Onto The Sessions, an American film that takes on a fascinating subject: a hired sex surrogate who comes to rescue a quadriplegic man from his unwanted and unrelenting virginity. It's based on a true story. Helen Hunt plays the sex surrogate and John Hawkes plays the quad. So why does the Oscar nomination go to Helen Hunt? For being willing -- bless her -- to parade about completely naked throughout the film? And why does nothing go to the able-bodied actor who gave an utterly convincing portrayal of a post-polio survivor? Hawkes managed to maintain a contorted, immobile body, a patient, inviting, impish face, an odd, one-note sounding voice, and a totally engaging personality, throughout. He was the heart of the film. I don't know this for sure, but I bet lots of people with disabilities -- seeing some of what they deal with in life on the big screen -- won't be shocked that the actor playing the disabled guy gets nothing, while the kindly, sympathetic woman who rescues him gets the Oscar nod.

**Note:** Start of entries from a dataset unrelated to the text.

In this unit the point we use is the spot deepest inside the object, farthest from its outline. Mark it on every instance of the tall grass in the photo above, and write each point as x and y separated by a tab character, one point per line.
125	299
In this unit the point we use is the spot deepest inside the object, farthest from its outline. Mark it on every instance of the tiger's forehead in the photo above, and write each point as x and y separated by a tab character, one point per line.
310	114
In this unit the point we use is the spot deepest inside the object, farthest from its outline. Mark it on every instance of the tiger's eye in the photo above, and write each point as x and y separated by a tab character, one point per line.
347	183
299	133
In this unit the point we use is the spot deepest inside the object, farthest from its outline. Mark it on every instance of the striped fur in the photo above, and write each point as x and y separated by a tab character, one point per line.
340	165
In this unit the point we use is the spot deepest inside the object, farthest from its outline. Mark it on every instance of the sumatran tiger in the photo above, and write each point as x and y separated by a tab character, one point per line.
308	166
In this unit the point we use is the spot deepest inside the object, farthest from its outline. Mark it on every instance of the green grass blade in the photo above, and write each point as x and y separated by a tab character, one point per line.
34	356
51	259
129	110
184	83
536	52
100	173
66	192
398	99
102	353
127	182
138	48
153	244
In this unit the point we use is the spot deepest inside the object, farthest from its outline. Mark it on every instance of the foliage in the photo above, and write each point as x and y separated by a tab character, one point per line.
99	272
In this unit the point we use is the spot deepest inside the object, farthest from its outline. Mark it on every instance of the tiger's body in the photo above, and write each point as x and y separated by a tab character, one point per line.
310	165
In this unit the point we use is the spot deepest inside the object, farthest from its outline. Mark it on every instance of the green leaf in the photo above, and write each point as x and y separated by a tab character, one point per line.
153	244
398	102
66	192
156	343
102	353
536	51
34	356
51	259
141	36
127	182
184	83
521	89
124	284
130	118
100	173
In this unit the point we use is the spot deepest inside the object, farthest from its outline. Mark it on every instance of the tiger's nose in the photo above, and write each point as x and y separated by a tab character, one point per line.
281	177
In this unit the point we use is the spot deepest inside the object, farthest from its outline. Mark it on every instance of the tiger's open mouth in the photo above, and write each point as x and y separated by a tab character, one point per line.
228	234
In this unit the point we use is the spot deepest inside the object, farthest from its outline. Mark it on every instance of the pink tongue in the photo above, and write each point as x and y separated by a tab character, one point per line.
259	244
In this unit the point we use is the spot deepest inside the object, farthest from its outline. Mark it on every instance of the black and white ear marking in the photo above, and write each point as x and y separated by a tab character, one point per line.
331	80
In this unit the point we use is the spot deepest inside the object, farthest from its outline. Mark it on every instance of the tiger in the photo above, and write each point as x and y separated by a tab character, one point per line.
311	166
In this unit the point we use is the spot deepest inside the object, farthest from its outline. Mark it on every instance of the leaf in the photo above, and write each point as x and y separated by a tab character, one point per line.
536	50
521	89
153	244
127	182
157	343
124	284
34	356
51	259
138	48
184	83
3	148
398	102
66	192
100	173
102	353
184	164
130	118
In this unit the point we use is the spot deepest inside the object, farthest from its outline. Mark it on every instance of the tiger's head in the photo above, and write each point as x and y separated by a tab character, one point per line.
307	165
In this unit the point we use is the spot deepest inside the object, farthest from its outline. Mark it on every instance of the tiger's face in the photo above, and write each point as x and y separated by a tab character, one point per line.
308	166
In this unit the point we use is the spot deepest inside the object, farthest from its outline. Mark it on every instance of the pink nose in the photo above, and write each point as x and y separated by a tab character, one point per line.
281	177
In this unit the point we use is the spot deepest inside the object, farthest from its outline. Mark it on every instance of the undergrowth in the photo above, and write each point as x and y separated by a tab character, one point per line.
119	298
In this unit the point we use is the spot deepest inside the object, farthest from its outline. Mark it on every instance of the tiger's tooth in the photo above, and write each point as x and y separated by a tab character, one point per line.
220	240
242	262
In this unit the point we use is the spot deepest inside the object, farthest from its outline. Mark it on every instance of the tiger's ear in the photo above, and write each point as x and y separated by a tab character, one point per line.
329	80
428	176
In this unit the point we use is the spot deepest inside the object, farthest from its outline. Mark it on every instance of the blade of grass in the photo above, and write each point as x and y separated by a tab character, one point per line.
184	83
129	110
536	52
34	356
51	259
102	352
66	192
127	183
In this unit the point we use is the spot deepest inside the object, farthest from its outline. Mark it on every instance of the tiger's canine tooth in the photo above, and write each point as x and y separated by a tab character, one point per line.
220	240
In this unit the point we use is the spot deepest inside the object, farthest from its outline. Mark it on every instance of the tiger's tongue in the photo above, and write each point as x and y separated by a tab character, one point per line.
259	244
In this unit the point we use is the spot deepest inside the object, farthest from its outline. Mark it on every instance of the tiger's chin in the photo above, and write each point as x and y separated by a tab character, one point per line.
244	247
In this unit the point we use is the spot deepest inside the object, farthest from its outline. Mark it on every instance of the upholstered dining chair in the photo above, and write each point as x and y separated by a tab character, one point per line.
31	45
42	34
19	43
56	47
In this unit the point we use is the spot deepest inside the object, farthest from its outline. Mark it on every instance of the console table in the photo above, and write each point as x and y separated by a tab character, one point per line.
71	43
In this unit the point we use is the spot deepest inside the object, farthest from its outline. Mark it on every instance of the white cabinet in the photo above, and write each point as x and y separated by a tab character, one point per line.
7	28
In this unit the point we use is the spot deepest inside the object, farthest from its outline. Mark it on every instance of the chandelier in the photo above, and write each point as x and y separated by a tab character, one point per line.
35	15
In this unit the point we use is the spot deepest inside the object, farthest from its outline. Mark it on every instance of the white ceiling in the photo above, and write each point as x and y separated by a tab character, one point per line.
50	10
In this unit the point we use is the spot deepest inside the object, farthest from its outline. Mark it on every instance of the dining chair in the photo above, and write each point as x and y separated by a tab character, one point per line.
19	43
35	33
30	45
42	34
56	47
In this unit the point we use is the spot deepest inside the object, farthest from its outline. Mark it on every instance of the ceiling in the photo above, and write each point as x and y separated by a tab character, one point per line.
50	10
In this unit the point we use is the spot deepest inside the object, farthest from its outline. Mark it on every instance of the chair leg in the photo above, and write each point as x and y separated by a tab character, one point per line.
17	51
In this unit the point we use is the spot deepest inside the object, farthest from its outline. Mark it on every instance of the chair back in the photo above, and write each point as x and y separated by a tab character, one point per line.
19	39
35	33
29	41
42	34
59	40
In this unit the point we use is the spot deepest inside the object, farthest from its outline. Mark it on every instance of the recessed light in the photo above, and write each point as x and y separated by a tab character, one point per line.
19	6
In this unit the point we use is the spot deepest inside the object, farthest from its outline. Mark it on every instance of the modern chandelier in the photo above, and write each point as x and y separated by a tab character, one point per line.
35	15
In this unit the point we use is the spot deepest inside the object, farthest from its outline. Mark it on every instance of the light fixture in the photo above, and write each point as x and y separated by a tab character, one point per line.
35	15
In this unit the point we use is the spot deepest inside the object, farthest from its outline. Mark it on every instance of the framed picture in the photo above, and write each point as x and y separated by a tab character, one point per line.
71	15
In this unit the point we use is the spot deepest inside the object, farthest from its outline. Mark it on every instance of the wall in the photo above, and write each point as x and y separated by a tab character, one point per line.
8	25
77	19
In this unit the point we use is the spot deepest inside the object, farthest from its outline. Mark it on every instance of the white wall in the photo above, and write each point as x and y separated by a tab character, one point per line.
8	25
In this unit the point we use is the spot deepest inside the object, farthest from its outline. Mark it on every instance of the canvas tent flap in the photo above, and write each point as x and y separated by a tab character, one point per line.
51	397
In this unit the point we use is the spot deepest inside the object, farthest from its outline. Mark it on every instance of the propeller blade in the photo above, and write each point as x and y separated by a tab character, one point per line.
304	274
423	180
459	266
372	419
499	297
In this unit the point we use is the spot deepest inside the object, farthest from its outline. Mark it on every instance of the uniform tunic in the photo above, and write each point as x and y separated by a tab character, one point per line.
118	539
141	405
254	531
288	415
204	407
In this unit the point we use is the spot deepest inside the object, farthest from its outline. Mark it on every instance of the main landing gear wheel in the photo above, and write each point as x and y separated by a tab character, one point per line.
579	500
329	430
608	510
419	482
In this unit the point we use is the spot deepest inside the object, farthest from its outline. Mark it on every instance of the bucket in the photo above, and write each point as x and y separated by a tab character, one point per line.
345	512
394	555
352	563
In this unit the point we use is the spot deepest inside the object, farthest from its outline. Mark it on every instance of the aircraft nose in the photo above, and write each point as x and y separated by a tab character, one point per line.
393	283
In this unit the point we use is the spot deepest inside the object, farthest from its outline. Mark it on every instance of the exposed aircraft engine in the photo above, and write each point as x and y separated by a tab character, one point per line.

I'm stunned about all the Oscar buzz buzzing around Silver Linings Playbook. Really? This is an utterly predictable, average rom com film. It's about a guy with mental illness and a girl with emotional challenges who teaches him to dance. It's Saturday Night Fever for the bipolar set.

That no nominations came for another French film, Rust and Bone, is a shocker to me. This is an amazing film with amazing performances. In a sense it's The Sessions with the genders flipped, and no cash for sex. Stéphanie (actress Marion Cotillard) loses her legs when the platform from which she directs Orca whale performances collapses. She's desperate for a road back to humanity, to life, to a sexual life. Her guide turns out to be Ali (played by Matthias Schoenaerts), a kind of wild man , a bare-fisted boxer she met before her amputations. He's rough and tough and in his amorous moves, no Helen Hunt. This movie is tender and brutal. Its subject is the body, all our bodies, the risks we take with them, the insults they suffer, the challenges to them from the perilous natural world. There's no tiger but this is a far deeper film about survival than let's say, Life of Pi.

I loved Lincoln, though I did think Daniel Day-Lewis's voice could come down a notch or two. I especially loved Tommy Lee Jones as the abolitionist Thaddeus Stevens, especially when he gets home and tosses off that ridiculous wig, the way I rip off my bra as soon as I get in the door. What I didn't get was Sally Field as Mary Todd Lincoln. I learned from Jon Stewart's interview with Field that Steven Spielberg originally had his doubts about this bit of casting. Because Sally wanted the role so much, she was willing to abide by Spielberg's requirement that she audition for it. I know she's won lots of awards and I do think she's great, but this former Flying Nun's perky, cute, funny, kindly, now grandmotherly -- remember Brothers and Sisters? -- persona isn't the one that comes to mind for me when I think of morose, miserable, mad with sorrow Mary Todd Lincoln. I think Spielberg's first instinct was right.

Finally, I have no idea about Zero Dark Thirty. I have no intention of sitting through 45 minutes of episodic depictions of torture. Besides, I know how it ends.